Ask HN: Python: Procedural vs. Object-Oriented – what factors matter? - dhruvkar
Having never worked as a programmer in my day job, I&#x27;m wondering when to write Python from an object-oriented paradigm vs. just procedural.<p>Case in point: https:&#x2F;&#x2F;github.com&#x2F;dhruvkar&#x2F;stic<p>I wrote a script to generate my static site. It&#x27;s all functions, no classes. Looking at other, similar sized, site generator scripts, almost all have classes (e.g. [0]).<p>What factors matter when trying to decide which is right for the situation?<p>[0]: https:&#x2F;&#x2F;github.com&#x2F;cbednarski&#x2F;icecake
======
new_hackers
By 'Object-Oriented', I'm assuming you mean with classes? Since most (if not
all?) variable instances in Python are object, then you will always be at some
level working with 'Object-Oriented' code. However, you don't necessarily have
to write in an 'object-oriented' style.

Some of the typical arguments for classes are:

    
    
        * Inheritance
        * Polymorphism
        * Encapsulation of state with methods
        * Information hiding
        * Namespace
    

With python you can't have information hiding easily (no "private" members).

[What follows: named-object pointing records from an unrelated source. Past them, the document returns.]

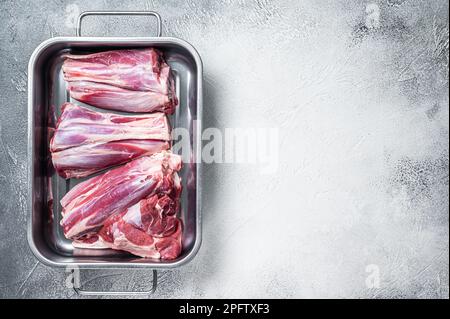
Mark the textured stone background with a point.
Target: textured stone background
(362, 108)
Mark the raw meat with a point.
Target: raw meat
(79, 126)
(147, 229)
(86, 141)
(137, 69)
(88, 205)
(126, 80)
(115, 98)
(77, 162)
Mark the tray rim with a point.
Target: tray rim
(197, 143)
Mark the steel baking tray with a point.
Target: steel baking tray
(47, 91)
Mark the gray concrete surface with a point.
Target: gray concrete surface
(358, 90)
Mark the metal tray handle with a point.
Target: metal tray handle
(120, 13)
(82, 292)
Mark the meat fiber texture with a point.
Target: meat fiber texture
(87, 141)
(136, 80)
(131, 208)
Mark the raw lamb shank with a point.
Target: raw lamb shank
(86, 141)
(137, 80)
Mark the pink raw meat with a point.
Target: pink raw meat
(82, 161)
(86, 141)
(115, 98)
(147, 229)
(136, 80)
(80, 126)
(87, 206)
(137, 69)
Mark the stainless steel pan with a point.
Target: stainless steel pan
(47, 91)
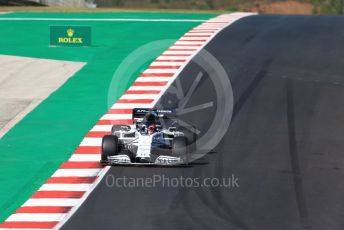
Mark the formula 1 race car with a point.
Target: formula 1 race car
(154, 138)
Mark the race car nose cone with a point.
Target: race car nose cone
(143, 160)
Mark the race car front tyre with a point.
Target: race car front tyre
(109, 147)
(190, 136)
(180, 148)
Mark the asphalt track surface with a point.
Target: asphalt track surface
(285, 142)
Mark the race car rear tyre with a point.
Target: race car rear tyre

Also with python, since it uses duck-typing, you don't necessarily need
classes to have polymorphic-like behavior.

Python doesn't have a this variable, like C++, and all class methods require
the beginning variable to be an instance of the object. So you could implement
the same functions as simply a set of module functions that expect their first
argument to have certain attributes.

You do have inheritance, which when designing a "framework" can result in less
code for your end users. However, you can do similar things with function
decorators, and composition.

Classes do provide a way to have a namespace, but so do modules, and
functions.

So at the end of the day, you don't really need classes (AFAIK), but if you
like that style, it is available to you. TIMTOWTDI!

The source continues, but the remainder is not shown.